This Blue Brain 5 system will be installed at the Swiss National Supercomputing Centre (CSCS) in Lugano and is for simulation neuroscience.
 
HPE was awarded a first contract at the end of 2017. Including a subsequent phase, the total value could rise to to CHF 18 million, just over $18m.
 
The liquid-cooled SGI 8600 Blue Brain 5 system integrates four different configurations. Each is optimised for a different workload profile, with their own amounts of memory bandwidth, network bandwidth, processing power, graphical processing and input/output bandwidth.
 
It can be operated as a single system while hosting sub-systems dedicated to different tasks like visualization or deep learning.
 
There are 327 nodes, powered by Skylake Gold 6140 CPUs augmented by Xeon Phi 7230 co-processors and Nvidia Tesla V100 GPUs.
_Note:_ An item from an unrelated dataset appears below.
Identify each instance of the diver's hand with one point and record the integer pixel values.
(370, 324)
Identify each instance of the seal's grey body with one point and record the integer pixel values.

It uses single and dual-rail Mellanox InfiniBand interconnectivity and has 4PB of DDN Lustre storage with DDN’s 80GB/sec IME burst buffer speeding the data flow.
 
The aggregate bandwidth is more than 50GB/sec, and peak performance is 1.06 petaflops – relatively small in Top 500 terms.
 
HPE says the system can scale to thousands of nodes. The EPFL is not forecasting when it might be able to simulate a mouse’s brain or how many nodes will be needed.